Backburner

Backburner
Photo: Graur Codrin (click photo to link)

Tuesday, August 07, 2012

What Kind of Teachers Do We Want?

On Diane Ravitch's blog today: The Future of National Board Certification, a guest posting by Nancy Flanagan.  She says:
Here’s what I worry about: NBPTS has now been taken over by Pearson. The teacher-led, teacher-developed goals of the original founders’ mission–using teacher expertise to shape education reform–are so far from what we’re doing now it’s frightening. And–the US Dept Of Ed decided not to put the National Board in their last budget. They gave $$ to Teach for America instead.
I, too, am a National Board Certified Teacher. Like Nancy, I also took time away from the classroom to work for the National Board in assessment development, and then returned to teaching. I was one of the first 87 teachers in the country to earn the distinction of being board certified, at a time when there was NO context for such an attainment–one had to make one’s own. I continued to teach and found myself more articulate about my teaching decisions, and more observant about how my students learned. And I agree with Nancy’s comment:
NB Certification has nothing to do with credentialing–largely because credentialing has little to do with increasing student learning…NB Certification is all about what happens in the classroom; advanced degrees focus on other issues and knowledge.
My greatest hope for education reform was that the interesting work of teachers would take center stage, and that many more teachers would be engaged in sharing their practices with future generations of teachers. Instead, teachers have been shoved to the margins, and operations like Pearson have grown into giant ed-factories, bending to political influence and financial expedience.
What is central to my concern is what gets funded, and who gets funded–Teach for America, and the Common Core. We march ever forward, reducing education to a technical exercise, measuring accountability with machine-scored tests, and staffing the neediest schools with fewer and fewer committed, career-minded educators. Once schools lose the trust of their family community, the project of dismantling public education becomes easy to sell–parent triggers, emergency manager takeovers, and farming out the business of public education to for-profit charter operators.

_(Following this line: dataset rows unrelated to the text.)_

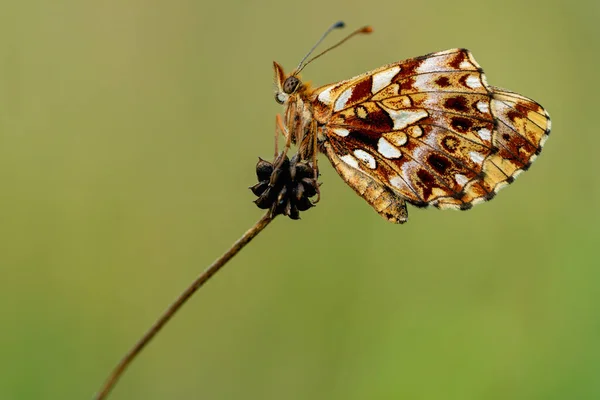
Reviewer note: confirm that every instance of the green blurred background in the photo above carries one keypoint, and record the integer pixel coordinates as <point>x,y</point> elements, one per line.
<point>129,131</point>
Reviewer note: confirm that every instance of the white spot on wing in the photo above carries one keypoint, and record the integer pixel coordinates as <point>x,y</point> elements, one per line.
<point>483,106</point>
<point>366,158</point>
<point>325,96</point>
<point>403,118</point>
<point>473,82</point>
<point>383,78</point>
<point>397,182</point>
<point>387,149</point>
<point>461,179</point>
<point>341,101</point>
<point>476,157</point>
<point>465,65</point>
<point>485,134</point>
<point>351,161</point>
<point>396,138</point>
<point>341,132</point>
<point>429,64</point>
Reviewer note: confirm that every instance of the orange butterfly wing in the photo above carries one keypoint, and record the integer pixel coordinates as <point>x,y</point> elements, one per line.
<point>428,130</point>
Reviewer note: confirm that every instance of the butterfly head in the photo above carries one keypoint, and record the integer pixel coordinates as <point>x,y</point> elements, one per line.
<point>286,85</point>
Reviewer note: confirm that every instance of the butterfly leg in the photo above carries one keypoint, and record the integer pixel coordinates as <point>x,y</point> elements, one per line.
<point>288,141</point>
<point>315,158</point>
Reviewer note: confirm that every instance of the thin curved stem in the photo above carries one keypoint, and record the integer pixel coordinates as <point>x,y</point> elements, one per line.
<point>176,305</point>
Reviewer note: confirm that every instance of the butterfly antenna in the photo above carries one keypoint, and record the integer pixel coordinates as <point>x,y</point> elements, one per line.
<point>340,24</point>
<point>337,25</point>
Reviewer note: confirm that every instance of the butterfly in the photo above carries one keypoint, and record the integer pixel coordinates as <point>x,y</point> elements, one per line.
<point>428,131</point>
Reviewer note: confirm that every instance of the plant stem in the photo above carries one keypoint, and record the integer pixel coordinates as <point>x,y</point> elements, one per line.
<point>176,305</point>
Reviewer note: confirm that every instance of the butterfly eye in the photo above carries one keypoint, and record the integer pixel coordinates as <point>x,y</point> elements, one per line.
<point>291,84</point>
<point>280,98</point>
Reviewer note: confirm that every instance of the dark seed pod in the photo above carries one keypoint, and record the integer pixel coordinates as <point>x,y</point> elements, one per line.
<point>285,186</point>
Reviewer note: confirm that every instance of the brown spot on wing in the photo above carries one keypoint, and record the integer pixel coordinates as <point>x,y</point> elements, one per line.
<point>458,103</point>
<point>361,91</point>
<point>461,124</point>
<point>458,59</point>
<point>443,81</point>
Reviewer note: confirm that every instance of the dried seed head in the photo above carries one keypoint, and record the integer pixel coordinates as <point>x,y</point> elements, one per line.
<point>285,186</point>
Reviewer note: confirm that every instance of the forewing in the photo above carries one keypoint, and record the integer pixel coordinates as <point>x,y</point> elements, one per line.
<point>431,129</point>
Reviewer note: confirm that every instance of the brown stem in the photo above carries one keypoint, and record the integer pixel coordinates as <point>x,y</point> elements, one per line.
<point>176,305</point>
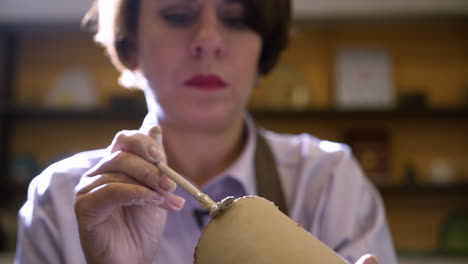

Pearson, formerly Harcourt, used to run the operations side of National Board Certification–booking the needed rooms for training and running the scoring operations, making sure that assessments were properly logged in and distributed to scoring sites, handling applications and so on. Other organizations ran the assessment development portion of the work of the National Board–Educational Testing Service, Educational Development Center, WestEd, etc. Each of these organizations brought their most knowledgeable resources to the table to create assessments that were authentic representations of the essential elements of teaching practices in each field. I think that it is wise to be concerned when all aspects of an operation such as National Board Certification are under one roof. One might reasonably speculate that such an arrangement might lead Pearson to revise National Board Certification processes with profit and power, rather than student development and growth, in mind.

My first grandchild enters kindergarten this fall. I hope that his early years in school will mark the beginning of a turnaround where all children, not just my grandson, will experience the joyfulness of being “known” by committed teachers in healthy environments where learning provokes awe.
I saw that in many of the National Board Certified Teachers whom I met after becoming one myself. Too bad that we aren’t about funding that kind of effect.